The author suggests that the field has changed, and while the practice of leadership is largely consistent over time, there are three skills in particular that would benefit a leader in the current business environment.

Handling Ambiguity

Rapid technological advances, the shifting world economy, and increased competition have brought about a rapid rate of change. Things are not as certain for today's leader as they have been in generations past, and leading successfully in turbulent times requires an individual to be able to handle ambiguity and guide others in doing the same.

Historically, a leader could be more of a visionary, because the future could be predicted with some degree of confidence. This is no longer so. Also, traditional perspectives on leadership regarded crisis and surprises as signs of inept leadership. Today, it's par for the course.

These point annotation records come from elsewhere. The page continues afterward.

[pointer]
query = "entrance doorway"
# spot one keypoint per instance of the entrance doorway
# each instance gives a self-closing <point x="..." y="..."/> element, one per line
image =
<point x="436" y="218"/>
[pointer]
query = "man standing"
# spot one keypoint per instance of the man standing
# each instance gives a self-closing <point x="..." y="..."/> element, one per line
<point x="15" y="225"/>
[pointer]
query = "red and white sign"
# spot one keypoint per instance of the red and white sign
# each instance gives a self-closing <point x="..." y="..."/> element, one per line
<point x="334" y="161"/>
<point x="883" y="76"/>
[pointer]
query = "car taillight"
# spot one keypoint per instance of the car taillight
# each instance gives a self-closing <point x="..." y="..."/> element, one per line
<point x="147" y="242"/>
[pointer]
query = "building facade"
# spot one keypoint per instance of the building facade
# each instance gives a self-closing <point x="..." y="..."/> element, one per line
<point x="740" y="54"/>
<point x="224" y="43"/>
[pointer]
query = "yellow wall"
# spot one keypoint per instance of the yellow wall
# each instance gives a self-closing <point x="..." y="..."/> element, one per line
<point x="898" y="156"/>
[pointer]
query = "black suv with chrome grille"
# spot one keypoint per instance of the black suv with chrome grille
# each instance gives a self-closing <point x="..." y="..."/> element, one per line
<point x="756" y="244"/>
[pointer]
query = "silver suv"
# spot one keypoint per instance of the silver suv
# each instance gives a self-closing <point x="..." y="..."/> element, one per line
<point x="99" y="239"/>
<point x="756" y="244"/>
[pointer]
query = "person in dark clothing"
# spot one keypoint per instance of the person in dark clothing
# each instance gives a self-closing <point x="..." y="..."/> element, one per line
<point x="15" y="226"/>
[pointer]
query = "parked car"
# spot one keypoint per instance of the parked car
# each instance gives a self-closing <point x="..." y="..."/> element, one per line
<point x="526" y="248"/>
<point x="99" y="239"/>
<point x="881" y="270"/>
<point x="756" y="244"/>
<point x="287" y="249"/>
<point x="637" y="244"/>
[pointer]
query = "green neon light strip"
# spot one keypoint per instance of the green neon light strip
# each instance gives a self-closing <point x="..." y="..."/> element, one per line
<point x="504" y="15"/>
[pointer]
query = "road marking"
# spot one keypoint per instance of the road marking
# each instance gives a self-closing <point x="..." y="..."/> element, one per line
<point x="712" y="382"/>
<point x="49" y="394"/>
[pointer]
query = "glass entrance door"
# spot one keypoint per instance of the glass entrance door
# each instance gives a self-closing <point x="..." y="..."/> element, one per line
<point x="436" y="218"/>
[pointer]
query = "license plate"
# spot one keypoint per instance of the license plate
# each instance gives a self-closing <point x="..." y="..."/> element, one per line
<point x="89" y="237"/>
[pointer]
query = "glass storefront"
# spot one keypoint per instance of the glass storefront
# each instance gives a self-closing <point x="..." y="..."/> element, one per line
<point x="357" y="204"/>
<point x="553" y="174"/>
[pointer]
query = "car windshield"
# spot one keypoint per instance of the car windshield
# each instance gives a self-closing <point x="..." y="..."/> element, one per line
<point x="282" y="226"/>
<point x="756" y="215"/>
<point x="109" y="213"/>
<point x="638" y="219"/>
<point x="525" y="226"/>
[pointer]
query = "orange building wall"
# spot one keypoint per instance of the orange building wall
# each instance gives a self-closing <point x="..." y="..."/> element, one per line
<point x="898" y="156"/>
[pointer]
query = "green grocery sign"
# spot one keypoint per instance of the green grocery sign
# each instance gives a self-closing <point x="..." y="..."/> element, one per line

As a result of these traditional attitudes, the ability to tolerate uncertainty is a skill most leaders have not been taught. Some early experimentation is underway (an example from Duke University's school of business is described in scant detail), and educators believe it is a teachable skill, but the methods to teach it are presently primordial.

Managing the System

Complex systems such as large corporations are not linear, but instead consist of networks of various connections and relationships - so many of the theories of leadership, based on a linear model, are no longer entirely applicable. Of fundamental importance is learning the organization, and keeping track as the organization changes, to create your own network, connecting with those whose assistance you will need to accomplish your objectives.

As a leader rises in the ranks, he will gain the ability to influence the system 0- and he ought to do so, rather than accepting it as given. The author favors the term "controlled burn" to indicate the practice of finding the dead wood and replacing it with new growth. Stagnation is a harbinger of failure, and should be rooted out proactively.

Learning Group Leadership

There is currently a conflict among trends in management, between the top-down style of providing directives to subordinates and the bottom-up style of empowering workers and letting the organization be led from the front lines. Both have their merits.

The new leader must recognize that everyone in a company, regardless of rank, is a participant in the leadership of the organization. In practice, this means breaking the traditional chains of command and communication, which can create gridlock in the DMZ between the two styles of management, and learn to use both formal and informal influence effectively.